Domain fronting support

[ScriptIdiot]

May I know if domain fronting is supported in this case? Tried to change the host header but then it shows this error upon execution:

thread 'main' panicked at 'called Result::unwrap() on an Err value: Custom { kind: ConnectionRefused, error: "Failed to make post request" }', src/profiles/mod.rs:117:49
note: run with RUST_BACKTRACE=1 environment variable to display a backtrace

*Run on linux

Thanks!

[t94j0]

I haven't tried domain fronting with this agent, but I don't think there's an option to change the host header in the options of this agent. How did you attempt to change the host header?

[ScriptIdiot]

During the generation of payload, I was able to add host header to attempt to achieve domain fronting, which is working in merlin agent

[t94j0]

Gotcha. The Host header should be there based on this code. It looks like you're getting a ConnectionRefused error, so it looks like the domain front you're connecting to is unavailable. Are you sure you can connect to the target domain/ip?

[ScriptIdiot]

Yeah, I am pretty sure. Tried to establish C2 without domain front, and the exact same setting with domain front worked by using merlin agent.

[MEhrn00]

I believe I have tracked down the issue. The HTTP library tetanus is using is minreq and minreq will insert the callback url into the Host header before establishing the HTTP connection. The library will not check for duplicates so it will include two Host headers but pick the Host specified in the HTTP Headers section of the payload generation for the HTTP connection and ignore the callback host.

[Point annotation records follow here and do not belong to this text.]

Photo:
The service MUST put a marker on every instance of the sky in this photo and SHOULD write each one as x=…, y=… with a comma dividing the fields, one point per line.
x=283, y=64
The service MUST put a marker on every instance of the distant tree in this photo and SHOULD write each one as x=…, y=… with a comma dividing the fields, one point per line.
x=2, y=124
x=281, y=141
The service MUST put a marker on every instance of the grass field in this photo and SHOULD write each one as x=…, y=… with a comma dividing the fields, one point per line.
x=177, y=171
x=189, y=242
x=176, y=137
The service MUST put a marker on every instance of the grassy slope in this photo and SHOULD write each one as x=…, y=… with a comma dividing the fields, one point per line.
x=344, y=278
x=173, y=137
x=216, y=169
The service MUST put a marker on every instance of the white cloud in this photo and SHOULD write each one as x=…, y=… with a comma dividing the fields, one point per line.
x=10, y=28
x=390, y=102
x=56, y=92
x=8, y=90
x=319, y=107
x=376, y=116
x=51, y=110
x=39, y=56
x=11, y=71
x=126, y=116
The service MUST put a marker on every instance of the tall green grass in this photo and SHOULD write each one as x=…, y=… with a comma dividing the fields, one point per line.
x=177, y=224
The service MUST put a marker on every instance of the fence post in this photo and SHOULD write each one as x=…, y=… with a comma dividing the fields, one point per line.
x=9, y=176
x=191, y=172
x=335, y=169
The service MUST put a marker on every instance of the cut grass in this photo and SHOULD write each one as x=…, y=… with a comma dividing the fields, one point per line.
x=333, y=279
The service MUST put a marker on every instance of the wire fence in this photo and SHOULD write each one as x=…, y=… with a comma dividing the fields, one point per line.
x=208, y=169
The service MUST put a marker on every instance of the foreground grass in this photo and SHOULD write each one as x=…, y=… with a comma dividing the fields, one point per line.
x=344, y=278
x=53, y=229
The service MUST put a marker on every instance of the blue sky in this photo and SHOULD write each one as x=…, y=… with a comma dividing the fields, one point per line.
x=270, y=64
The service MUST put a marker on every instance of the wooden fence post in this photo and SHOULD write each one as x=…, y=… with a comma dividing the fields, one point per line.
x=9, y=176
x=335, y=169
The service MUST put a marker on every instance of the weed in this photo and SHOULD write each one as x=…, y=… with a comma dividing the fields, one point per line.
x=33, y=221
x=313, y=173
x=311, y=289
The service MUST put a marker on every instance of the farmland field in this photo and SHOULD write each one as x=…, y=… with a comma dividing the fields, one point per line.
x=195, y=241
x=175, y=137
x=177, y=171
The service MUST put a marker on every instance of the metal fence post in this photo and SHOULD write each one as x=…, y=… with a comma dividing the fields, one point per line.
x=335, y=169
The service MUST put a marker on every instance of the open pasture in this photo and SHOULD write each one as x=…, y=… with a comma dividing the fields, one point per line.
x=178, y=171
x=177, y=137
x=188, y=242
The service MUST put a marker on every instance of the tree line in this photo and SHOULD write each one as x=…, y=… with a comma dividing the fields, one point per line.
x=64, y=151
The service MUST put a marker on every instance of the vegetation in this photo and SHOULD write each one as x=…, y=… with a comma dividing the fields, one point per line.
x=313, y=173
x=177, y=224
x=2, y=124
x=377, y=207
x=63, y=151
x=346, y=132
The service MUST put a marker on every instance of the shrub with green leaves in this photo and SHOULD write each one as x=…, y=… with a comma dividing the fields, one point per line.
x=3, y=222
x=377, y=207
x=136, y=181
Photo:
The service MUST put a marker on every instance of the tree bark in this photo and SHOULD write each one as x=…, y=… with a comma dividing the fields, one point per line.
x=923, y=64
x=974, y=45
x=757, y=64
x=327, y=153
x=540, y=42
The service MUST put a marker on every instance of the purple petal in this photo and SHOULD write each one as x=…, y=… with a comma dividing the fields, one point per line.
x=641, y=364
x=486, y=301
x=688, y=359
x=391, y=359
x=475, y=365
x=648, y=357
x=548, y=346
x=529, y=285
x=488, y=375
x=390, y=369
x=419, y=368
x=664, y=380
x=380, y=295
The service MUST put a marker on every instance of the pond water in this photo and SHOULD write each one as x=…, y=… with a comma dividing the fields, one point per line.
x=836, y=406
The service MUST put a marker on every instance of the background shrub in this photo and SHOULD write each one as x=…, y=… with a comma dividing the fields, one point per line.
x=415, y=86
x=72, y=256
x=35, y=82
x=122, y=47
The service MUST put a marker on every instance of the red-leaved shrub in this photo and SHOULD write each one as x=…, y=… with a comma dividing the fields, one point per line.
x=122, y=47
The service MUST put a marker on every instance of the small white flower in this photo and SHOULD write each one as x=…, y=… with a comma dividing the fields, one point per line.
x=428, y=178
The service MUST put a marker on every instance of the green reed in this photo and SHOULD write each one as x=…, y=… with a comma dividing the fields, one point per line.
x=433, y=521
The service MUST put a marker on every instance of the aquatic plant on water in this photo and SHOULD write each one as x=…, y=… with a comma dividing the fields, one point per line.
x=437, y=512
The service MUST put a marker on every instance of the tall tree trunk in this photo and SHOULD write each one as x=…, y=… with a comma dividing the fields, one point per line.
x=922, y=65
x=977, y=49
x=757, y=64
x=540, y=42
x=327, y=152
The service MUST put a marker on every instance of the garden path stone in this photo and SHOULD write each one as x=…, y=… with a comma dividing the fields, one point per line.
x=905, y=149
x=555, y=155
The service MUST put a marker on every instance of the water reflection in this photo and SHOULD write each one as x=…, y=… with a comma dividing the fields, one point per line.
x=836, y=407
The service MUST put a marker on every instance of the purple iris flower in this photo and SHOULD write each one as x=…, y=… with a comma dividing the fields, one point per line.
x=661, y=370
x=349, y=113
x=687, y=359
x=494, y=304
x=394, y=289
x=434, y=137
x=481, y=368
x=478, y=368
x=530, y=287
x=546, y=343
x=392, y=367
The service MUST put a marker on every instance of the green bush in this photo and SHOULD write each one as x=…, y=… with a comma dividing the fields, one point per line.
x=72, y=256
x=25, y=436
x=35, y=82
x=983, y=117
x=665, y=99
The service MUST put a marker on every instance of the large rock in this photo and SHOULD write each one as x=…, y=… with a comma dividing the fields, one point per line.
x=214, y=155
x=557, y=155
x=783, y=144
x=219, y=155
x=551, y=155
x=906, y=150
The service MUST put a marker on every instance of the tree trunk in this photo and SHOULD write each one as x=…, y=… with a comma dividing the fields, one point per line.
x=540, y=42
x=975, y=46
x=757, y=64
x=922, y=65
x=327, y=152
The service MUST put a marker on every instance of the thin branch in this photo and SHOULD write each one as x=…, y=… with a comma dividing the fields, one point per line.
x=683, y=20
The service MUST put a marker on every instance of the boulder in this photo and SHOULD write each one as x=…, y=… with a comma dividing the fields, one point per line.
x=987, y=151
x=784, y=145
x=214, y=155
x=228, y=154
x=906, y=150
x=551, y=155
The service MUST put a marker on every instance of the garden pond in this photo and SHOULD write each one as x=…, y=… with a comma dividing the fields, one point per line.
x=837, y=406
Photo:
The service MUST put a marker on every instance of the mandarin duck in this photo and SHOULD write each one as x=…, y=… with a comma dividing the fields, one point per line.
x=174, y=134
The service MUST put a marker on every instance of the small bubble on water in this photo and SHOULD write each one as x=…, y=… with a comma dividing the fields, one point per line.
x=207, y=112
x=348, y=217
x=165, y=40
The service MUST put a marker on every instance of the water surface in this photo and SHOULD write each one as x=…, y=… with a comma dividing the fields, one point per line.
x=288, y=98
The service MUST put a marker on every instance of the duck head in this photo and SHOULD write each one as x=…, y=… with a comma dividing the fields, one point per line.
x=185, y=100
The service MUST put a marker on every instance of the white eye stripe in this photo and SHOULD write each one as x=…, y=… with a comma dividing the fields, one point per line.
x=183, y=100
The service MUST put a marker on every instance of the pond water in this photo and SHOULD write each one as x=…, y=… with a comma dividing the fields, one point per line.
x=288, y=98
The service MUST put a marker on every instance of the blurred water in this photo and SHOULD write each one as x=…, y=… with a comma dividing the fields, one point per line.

This is obviously not great behavior at all and I will need to use a different library which supports arbitrarily setting the Host header. I will look into it this weekend.

[jeffmcjunkin]

For what it's worth, between this and #1 tetanus is getting damn close to a viable top-tier C2. The only two three wish list items I'd have left are the following:

1. .NET Assembly injection support
2. Beacon Object File support (likely via https://github.com/trustedsec/COFFLoader)
3. DNS C2 channel support

The first two get a lot of existing functionality for free (via projects like https://github.com/trustedsec/CS-Situational-Awareness-BOF and https://github.com/Flangvik/SharpCollection), while the third makes operations possible in a pretty restricted environment.

[MEhrn00]

Update on this: I am in the process of doing a rewrite for Tetanus. I currently have domain fronting support, beacon object file support and reflective DLL loading support on the road map among other things. I can see about integrating a DNS C2 profile and .NET assembly injection but it depends on when I can get the current items on my road map complete.

I will leave this issue open until the rewrite is finished. This is just to acknowledge the suggestions 👍🏻

[jeffmcjunkin]

Oooh, today I learned of https://github.com/hakaioffsec/coffee, which may be of interest as an easier path to implementing Beacon Object Files.

In other news, is there any rough planned timeframe for the rewrite / release?